Setting Up the Opper Index GitHub Action

Opper provides two GitHub Actions for indexing content:

  1. opper-index-action: For indexing repository files (documentation, code, etc.)
  2. opper-web-indexer-action: For scraping and indexing website content

Let's look at how to set up both.

Indexing Repository Files

To index your repository files, you'll need to create a GitHub workflow file. Here's a basic example:

name: Index Docs in Opper
on:
  push:
    branches: [main]
jobs:
  index-docs:
    runs-on: ubuntu-latest
    steps:
      - uses: actions/checkout@v3
      - name: Index docs in Opper
        uses: opper-ai/opper-index-action@v1
        with:
          apikey: ${{ secrets.OPPER_API_KEY }}

This simple workflow will run whenever changes are pushed to the main branch, indexing all Markdown (.md), MDX (.mdx), and text (.txt) files in your repository by default.

Customizing Your Indexing

You can customize various aspects of the indexing process:

Specifying a Custom Folder

If you only want to index files in a specific directory, such as a docs folder:

name: Index Docs in Opper
on:
  push:
    branches: [main]
jobs:
  index-docs:
    runs-on: ubuntu-latest
    steps:
      - uses: actions/checkout@v3
      - name: Index docs in Opper
        uses: opper-ai/opper-index-action@v1
        with:
          folder: 'docs'
          apikey: ${{ secrets.OPPER_API_KEY }}
          index: 'my-custom-index'

Indexing Different File Types

You can specify which file types to index:

name: Index Docs in Opper
on:
  push:
    branches: [main]
jobs:
  index-docs:
    runs-on: ubuntu-latest
    steps:
      - uses: actions/checkout@v3
      - name: Index docs in Opper
        uses: opper-ai/opper-index-action@v1
        with:
          apikey: ${{ secrets.OPPER_API_KEY }}
          file_types: '.md .mdx .txt .html .js'

Indexing Website Content

If you want to index your website content rather than repository files, you can use the web indexer action:

name: Index Website in Opper
on:
  push:
    branches: [main]
jobs:
  index-website:
    runs-on: ubuntu-latest
    steps:
      - name: Index website in Opper
        uses: opper-ai/opper-web-indexer-action@v1
        with:
          apikey: ${{ secrets.OPPER_API_KEY }}
          url: 'https://example.com'
          index: 'my-website-index'

This action will scrape the specified website and add its contents to an Opper index.

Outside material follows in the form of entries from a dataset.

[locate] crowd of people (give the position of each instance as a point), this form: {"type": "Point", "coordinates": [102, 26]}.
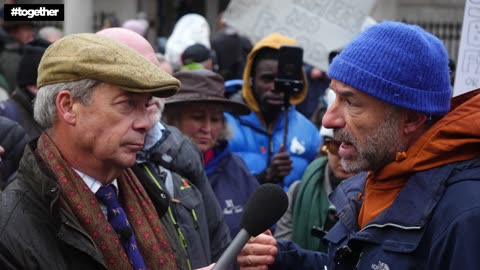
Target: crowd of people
{"type": "Point", "coordinates": [114, 155]}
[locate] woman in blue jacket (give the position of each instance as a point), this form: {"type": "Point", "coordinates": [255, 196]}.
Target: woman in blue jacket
{"type": "Point", "coordinates": [197, 111]}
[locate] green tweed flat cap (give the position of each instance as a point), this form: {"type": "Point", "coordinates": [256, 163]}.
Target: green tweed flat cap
{"type": "Point", "coordinates": [90, 56]}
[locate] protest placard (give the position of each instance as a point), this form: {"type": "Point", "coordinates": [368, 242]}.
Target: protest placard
{"type": "Point", "coordinates": [319, 26]}
{"type": "Point", "coordinates": [467, 75]}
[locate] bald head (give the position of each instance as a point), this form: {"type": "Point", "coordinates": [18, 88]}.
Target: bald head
{"type": "Point", "coordinates": [132, 40]}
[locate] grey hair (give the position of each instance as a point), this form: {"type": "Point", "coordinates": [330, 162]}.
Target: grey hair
{"type": "Point", "coordinates": [44, 107]}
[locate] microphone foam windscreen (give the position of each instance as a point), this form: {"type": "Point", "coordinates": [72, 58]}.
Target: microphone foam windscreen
{"type": "Point", "coordinates": [264, 207]}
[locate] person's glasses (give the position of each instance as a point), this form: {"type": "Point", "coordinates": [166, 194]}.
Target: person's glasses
{"type": "Point", "coordinates": [331, 146]}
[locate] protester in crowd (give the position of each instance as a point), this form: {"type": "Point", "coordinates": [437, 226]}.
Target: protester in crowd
{"type": "Point", "coordinates": [188, 30]}
{"type": "Point", "coordinates": [20, 105]}
{"type": "Point", "coordinates": [417, 206]}
{"type": "Point", "coordinates": [231, 50]}
{"type": "Point", "coordinates": [12, 142]}
{"type": "Point", "coordinates": [310, 214]}
{"type": "Point", "coordinates": [19, 33]}
{"type": "Point", "coordinates": [50, 33]}
{"type": "Point", "coordinates": [92, 99]}
{"type": "Point", "coordinates": [197, 111]}
{"type": "Point", "coordinates": [194, 209]}
{"type": "Point", "coordinates": [197, 56]}
{"type": "Point", "coordinates": [259, 137]}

Setting Up Your Opper API Key in GitHub

To use these actions, you'll need to store your Opper API key as a GitHub secret:

  1. Go to your repository on GitHub
  2. Click on "Settings" > "Secrets and variables" > "Actions"
  3. Click "New repository secret"
  4. Name the secret OPPER_API_KEY and paste your Opper API key as the value
  5. Click "Add secret"

This ensures your API key is securely stored and can be accessed by the GitHub Action without being exposed.

Utilizing Your Indexed Documentation

Once your documentation is indexed, you can use the Opper SDK to query it from your applications:

from opperai import Opper, Index

opper = Opper()

# Get the index that was created by the GitHub Action
index = opper.indexes.get("my-custom-index")

# Query the index
results = index.query(
    query="How do I authenticate users?",
    k=3  # Retrieve the 3 most relevant results
)

# Process the results
for result in results:
    print(f"Content: {result.content}")
    print(f"Source: {result.metadata.get('file_name')}")
    print(f"Page: {result.metadata.get('page')}")
    print("---")

Advanced Use Cases

Scheduled Indexing

You can also set up scheduled indexing for websites that change frequently:

name: Scheduled Website Indexing
on:
  schedule:
    - cron: '0 0 * * *'  # Run daily at midnight
jobs:
  index-website:
    runs-on: ubuntu-latest
    steps:
      - name: Index website in Opper
        uses: opper-ai/opper-web-indexer-action@v1
        with:
          apikey: ${{ secrets.OPPER_API_KEY }}
          url: 'https://example.com'
          index: 'my-website-index'

Conditional Indexing

You may want to only index documentation files when they change:

name: Conditional Doc Indexing
on:
  push:
    branches: [main]
    paths:
      - 'docs/**'
jobs:
  index-docs:
    runs-on: ubuntu-latest
    steps:
      - uses: actions/checkout@v3
      - name: Index docs in Opper
        uses: opper-ai/opper-index-action@v1
        with:
          folder: 'docs'
          apikey: ${{ secrets.OPPER_API_KEY }}

Building a Documentation Search Portal

With your documentation indexed, you can build a search portal to help users find information easily. Here's a simple example using Streamlit:

import streamlit as st
from opperai import Opper

# Initialize Opper client
opper = Opper()
index = opper.indexes.create("my-custom-index")

# Set up the UI
st.title("Documentation Search")
query = st.text_input("Enter your search query:")

if query:
    # Search the index
    results = index.query(query=query, k=5)
    
    # Display results
    for i, result in enumerate(results, 1):
        st.subheader(f"Result {i}")
        st.write(result.content)
        st.write(f"Source: {result.metadata.get('file_name')}")
        st.markdown("---")

Conclusion

Automating the indexing of your documentation with GitHub Actions and Opper provides a powerful way to keep your content searchable and accessible. By integrating this process into your CI/CD pipeline, you ensure that your documentation is always up to date and easily retrievable.